I found a clear and concise explanation on Investopedia concerning the distinction between standard deviation and absolute deviation. I thought it explained the concept well, so I’m sharing it here –
When measuring variability within a set of data, two of the most common methods are standard deviation and average deviation. While the calculations for each may be similar, one fundamental difference between them is how they are interpreted; making it essential for finance professionals like accountants, investors and economists to know both. Determining range and volatility is especially important in their respective fields.
Standard deviation is a widely-used measure of variability, especially for gauging the volatility of stock markets or other investments.
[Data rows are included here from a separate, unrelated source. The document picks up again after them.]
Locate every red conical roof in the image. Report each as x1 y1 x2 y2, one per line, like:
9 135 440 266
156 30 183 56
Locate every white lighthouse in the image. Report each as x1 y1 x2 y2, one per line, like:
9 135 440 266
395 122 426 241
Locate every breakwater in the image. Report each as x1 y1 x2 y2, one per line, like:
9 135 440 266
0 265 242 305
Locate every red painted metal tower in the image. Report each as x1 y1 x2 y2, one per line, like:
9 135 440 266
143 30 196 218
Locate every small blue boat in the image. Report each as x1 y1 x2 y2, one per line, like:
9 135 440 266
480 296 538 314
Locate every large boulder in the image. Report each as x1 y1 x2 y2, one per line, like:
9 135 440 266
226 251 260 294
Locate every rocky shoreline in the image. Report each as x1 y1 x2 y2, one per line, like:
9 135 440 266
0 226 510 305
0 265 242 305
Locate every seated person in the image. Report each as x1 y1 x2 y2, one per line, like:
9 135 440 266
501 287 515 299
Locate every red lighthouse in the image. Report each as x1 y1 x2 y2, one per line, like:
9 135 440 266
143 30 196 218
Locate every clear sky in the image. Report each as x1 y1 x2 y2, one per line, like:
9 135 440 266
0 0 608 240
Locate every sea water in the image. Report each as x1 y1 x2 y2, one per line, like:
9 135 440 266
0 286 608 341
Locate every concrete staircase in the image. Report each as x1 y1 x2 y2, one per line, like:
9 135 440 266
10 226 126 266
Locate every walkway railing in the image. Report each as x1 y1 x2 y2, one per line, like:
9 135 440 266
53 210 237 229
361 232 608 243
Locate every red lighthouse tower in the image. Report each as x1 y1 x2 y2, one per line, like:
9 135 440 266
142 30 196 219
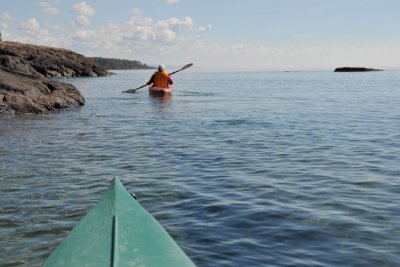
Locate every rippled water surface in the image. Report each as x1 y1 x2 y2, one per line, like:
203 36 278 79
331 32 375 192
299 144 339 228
0 68 400 267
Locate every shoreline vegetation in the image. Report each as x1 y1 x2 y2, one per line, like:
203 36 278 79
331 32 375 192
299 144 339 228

It is calculated by finding the variance, which involves subtracting the mean from each data point, squaring the differences and then summing and averaging them. Variance not only illustrates variability and range; it also indicates how wide the spread of underlying data is — greater variance suggests broader dispersion. Standard deviation takes this one step further: it takes the square root of the variance to obtain a measure that’s expressed in terms of the original unit of measurement, making it much easier to interpret and utilise in further calculations.
The mean absolute deviation, another measure of variability, is the average deviation. This technique avoids the issue of negative differences between data and the mean by utilising absolute values instead of squares. To calculate it, subtract the mean from each value, add their absolute values, then take the average. It is rarely used because further calculations become more complex than with standard deviation due to the need for absolute values.
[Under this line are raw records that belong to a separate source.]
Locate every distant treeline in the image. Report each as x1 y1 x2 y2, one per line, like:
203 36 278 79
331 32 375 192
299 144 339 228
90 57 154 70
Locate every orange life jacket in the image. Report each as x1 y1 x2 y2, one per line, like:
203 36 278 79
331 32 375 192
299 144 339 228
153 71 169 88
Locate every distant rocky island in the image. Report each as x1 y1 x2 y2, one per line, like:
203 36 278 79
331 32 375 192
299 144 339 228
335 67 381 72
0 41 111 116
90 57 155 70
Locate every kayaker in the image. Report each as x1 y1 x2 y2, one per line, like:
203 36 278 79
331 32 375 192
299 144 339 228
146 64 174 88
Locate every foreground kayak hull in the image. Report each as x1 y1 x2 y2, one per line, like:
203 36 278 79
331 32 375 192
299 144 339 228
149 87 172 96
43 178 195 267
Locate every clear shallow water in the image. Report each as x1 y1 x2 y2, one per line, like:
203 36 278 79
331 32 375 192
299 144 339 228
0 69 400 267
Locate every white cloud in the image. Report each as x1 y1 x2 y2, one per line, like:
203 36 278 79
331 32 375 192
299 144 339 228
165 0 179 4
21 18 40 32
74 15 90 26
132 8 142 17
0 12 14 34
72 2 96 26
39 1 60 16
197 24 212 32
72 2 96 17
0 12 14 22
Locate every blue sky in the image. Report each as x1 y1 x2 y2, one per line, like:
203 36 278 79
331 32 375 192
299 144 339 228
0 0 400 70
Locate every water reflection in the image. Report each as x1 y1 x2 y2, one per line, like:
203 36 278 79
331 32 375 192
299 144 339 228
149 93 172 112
We will calculate both Standard and Absolute Deviation for all three pairs of data variables.
I’m altering the Y-axis to Mean, Median, and Mode and the X-axis to Differential, Ratio, and Spread. The images previously shared will look slightly different from the one shared after these changes, apologies for any difficulty this may cause.
The excel function for determining these values is –
Standard Deviation – ‘=Stdev.p()’
Absolute Deviation – ‘=avedev()’
These basic descriptive statistics go by several names: Mean, Median, Mode, Standard Deviation, and Absolute Deviation.
– The Standard deviation table
The standard deviation provides us with an indicator of the variation in the data. We will now look to quantify this further, and gain an understanding of how different elements compare to one another. We can then assess whether any values are notably above or below the mean. For example, if the 498th differential data is 275, we can easily ascertain how far away that value is from the average.
We can decide if we will purchase or short the pair. Later, we will address the minute particulars. To quantify the data, we must construct a standard deviation table.
The table has below structure –
We shall be determining the values of 1, 2, and 3 standard deviations above and below the mean for spread, differential and ratio.
Let us consider the Spread as an example. We know the mean is 0.06 and the standard deviation (SD) is 8.075.
The 1st SD in relation to the mean is –
0.064 + 8.075 = 8.139
2nd SD –
0.064 + (2*8.075) = 16.123
3rd SD –
0.064 + (3*8.075) = 24.288
We can employ the same tactic to determine the values below the mean.
-1 SD –
0.064 – 8.075 = -8.011
-2 SD –
0.064 – (2*8.075) = -16.086
-3 SD –
0.064 – (3*8.075) = -24.160
We can instantly grasp that the 498th differential data is around +2 standard deviation, granting 95% confidence that the succeeding set of data points will be no higher than 315.
At this point, we have collected nearly all the information that is needed to analyze the currency pair and potentially spot a trading opportunity. In the following chapter, we will move forward and do just that. To make sure everyone is up-to-date, I’ll begin with a brief summary of our discussion thus far.